A Rússia não parece levar a declaração de inadimplência de ânimo leve. Se isso ocorrer, aumentaria o custo dos empréstimos da Rússia nos próximos anos e efetivamente a bloquearia dos mercados de capitais internacionais, pesando sobre uma economia que já deve se contrair fortemente este ano. Também seria uma mancha na administração econômica do presidente Vladimir V. Putin que destacaria os custos que a Rússia está incorrendo com sua invasão da Ucrânia.
Em jogo para a Rússia, que já sofreu a ruptura abrupta de décadas de laços comerciais cruciais com os Estados Unidos, Europa e outras nações, está um dos fundamentos do crescimento econômico: a capacidade de emprestar dinheiro sem problemas de fora de suas fronteiras.
Como a situação da Rússia é tão incomum, permanece uma questão em aberto quem é o árbitro final de um default da dívida soberana.
“Isto aponta para a natureza mesquinha e de retalhos dos mercados de dívida soberana”, disse Tim Samples, professor de estudos jurídicos da Terry College of Business da Universidade da Geórgia e especialista em dívida soberana. “Acho que isso deve ser complicado e disputado por várias razões.”
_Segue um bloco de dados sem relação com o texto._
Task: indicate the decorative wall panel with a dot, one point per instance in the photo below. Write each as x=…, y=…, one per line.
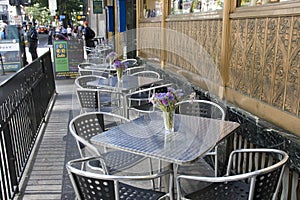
x=150, y=39
x=198, y=48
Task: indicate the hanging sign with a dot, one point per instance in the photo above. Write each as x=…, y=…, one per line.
x=97, y=7
x=121, y=12
x=61, y=56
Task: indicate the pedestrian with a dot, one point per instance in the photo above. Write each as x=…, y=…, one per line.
x=50, y=35
x=75, y=31
x=32, y=37
x=88, y=35
x=69, y=32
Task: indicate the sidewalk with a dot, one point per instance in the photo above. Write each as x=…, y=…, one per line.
x=45, y=176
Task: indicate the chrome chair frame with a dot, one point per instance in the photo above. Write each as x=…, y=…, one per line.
x=98, y=99
x=249, y=181
x=89, y=185
x=203, y=112
x=147, y=73
x=81, y=81
x=142, y=96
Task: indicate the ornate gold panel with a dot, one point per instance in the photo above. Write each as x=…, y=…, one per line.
x=264, y=60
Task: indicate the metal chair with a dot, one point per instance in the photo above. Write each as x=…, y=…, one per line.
x=88, y=185
x=138, y=101
x=98, y=100
x=203, y=108
x=251, y=174
x=135, y=69
x=82, y=81
x=85, y=126
x=131, y=62
x=151, y=74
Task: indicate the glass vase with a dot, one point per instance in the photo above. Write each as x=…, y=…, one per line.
x=169, y=118
x=120, y=75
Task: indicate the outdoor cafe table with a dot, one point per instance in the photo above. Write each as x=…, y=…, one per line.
x=192, y=137
x=129, y=83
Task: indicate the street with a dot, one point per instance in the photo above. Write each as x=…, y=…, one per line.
x=42, y=48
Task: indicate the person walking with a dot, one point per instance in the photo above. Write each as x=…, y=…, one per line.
x=50, y=35
x=88, y=34
x=32, y=38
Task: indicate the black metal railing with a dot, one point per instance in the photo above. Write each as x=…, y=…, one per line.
x=24, y=100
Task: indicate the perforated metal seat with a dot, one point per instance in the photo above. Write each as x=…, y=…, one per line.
x=251, y=174
x=130, y=62
x=203, y=108
x=87, y=125
x=82, y=81
x=90, y=185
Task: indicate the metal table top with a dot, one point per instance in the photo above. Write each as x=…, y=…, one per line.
x=128, y=83
x=192, y=138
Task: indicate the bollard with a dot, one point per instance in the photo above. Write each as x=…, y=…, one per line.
x=3, y=72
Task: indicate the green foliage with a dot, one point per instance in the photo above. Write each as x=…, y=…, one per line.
x=41, y=14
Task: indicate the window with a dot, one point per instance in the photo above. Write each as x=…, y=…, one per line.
x=241, y=3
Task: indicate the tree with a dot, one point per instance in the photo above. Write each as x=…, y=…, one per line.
x=69, y=8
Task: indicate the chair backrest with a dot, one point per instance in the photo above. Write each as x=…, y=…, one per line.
x=82, y=81
x=88, y=185
x=86, y=64
x=132, y=70
x=88, y=98
x=91, y=185
x=202, y=108
x=263, y=170
x=151, y=74
x=102, y=73
x=251, y=173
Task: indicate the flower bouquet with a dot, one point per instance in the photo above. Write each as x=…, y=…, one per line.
x=166, y=102
x=111, y=57
x=120, y=67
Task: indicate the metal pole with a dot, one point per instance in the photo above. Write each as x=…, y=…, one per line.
x=3, y=71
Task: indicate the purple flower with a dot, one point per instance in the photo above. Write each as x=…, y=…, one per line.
x=112, y=55
x=166, y=101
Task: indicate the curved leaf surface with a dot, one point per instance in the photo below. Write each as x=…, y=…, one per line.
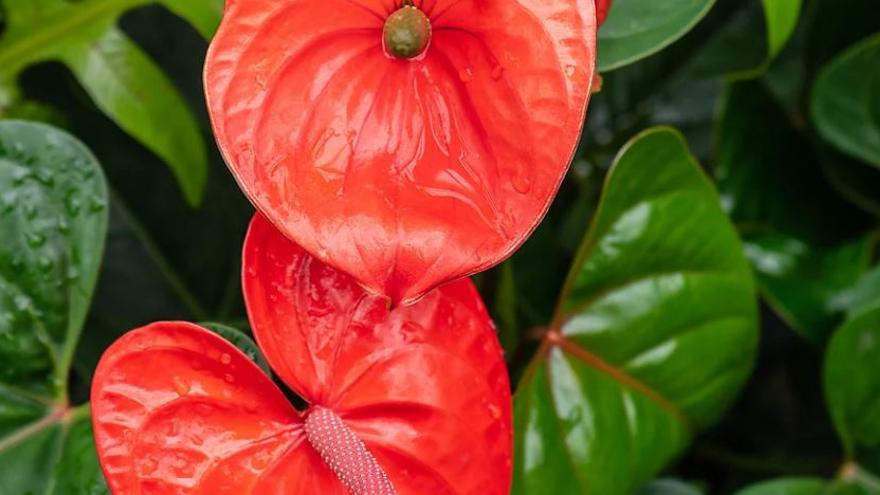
x=625, y=376
x=403, y=173
x=852, y=386
x=845, y=106
x=53, y=220
x=636, y=29
x=121, y=79
x=747, y=46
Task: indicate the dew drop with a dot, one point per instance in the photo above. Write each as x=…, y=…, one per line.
x=149, y=466
x=73, y=204
x=180, y=386
x=35, y=239
x=97, y=204
x=521, y=183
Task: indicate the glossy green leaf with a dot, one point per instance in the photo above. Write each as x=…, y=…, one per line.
x=241, y=340
x=752, y=39
x=852, y=386
x=636, y=29
x=124, y=83
x=845, y=104
x=805, y=243
x=53, y=220
x=625, y=376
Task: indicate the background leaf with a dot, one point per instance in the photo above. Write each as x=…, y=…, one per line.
x=241, y=340
x=806, y=244
x=121, y=79
x=752, y=38
x=53, y=220
x=624, y=378
x=845, y=106
x=852, y=386
x=638, y=28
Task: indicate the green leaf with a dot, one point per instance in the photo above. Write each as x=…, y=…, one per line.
x=844, y=104
x=810, y=486
x=788, y=486
x=804, y=283
x=625, y=377
x=852, y=386
x=636, y=29
x=753, y=38
x=668, y=487
x=241, y=340
x=124, y=83
x=53, y=221
x=805, y=243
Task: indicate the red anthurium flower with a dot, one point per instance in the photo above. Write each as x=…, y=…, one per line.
x=405, y=142
x=602, y=8
x=413, y=401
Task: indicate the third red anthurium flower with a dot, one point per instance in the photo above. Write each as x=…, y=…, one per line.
x=405, y=142
x=413, y=401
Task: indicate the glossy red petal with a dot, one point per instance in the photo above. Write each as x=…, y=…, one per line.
x=424, y=386
x=602, y=8
x=404, y=174
x=178, y=410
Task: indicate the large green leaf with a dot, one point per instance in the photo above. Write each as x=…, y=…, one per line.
x=752, y=39
x=121, y=79
x=53, y=220
x=654, y=334
x=636, y=29
x=804, y=242
x=852, y=386
x=845, y=105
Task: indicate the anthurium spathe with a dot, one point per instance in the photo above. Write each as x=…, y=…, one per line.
x=411, y=401
x=407, y=143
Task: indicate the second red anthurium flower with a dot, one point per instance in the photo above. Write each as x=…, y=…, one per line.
x=405, y=142
x=411, y=402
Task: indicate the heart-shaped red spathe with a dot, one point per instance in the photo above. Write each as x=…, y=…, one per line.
x=178, y=410
x=403, y=173
x=602, y=8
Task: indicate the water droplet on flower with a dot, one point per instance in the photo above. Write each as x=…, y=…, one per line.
x=180, y=386
x=521, y=183
x=148, y=466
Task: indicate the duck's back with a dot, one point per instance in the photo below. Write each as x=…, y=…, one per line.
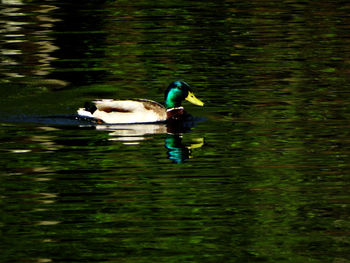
x=126, y=111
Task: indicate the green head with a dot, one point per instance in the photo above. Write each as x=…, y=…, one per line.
x=177, y=92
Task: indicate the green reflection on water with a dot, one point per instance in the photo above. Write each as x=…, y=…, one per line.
x=270, y=181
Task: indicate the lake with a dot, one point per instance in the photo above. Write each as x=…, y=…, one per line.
x=260, y=174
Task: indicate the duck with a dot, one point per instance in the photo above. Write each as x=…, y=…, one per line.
x=111, y=111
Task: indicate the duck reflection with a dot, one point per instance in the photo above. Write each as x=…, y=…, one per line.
x=177, y=151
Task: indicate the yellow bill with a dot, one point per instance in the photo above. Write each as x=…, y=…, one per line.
x=191, y=98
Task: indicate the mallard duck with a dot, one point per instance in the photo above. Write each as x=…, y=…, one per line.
x=141, y=110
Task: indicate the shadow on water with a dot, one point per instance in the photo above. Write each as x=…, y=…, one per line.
x=132, y=134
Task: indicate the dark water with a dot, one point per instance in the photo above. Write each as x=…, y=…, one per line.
x=262, y=175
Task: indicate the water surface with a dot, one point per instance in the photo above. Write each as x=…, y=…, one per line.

O Sr. Samples sugeriu que poderia haver uma “cascata” de eventos que levaria a Rússia ao default.
O veredicto mais direto pode vir das grandes agências de classificação de crédito, que já sinalizaram que a capacidade de crédito da Rússia está se deteriorando e que um default pode estar no horizonte.
Na semana passada, a Moody’s alertou que o pagamento da Rússia de cerca de US$ 650 milhões em dólares em rublos em 4 de abril poderia ser considerado um default se não reverter o curso e pagar em dólares até 4 de maio, quando um período de carência de 30 dias terminar. . Isso seguiu um aviso semelhante no início da semana pela S&P Global, que colocou a Rússia sob uma classificação de “padrão seletivo”.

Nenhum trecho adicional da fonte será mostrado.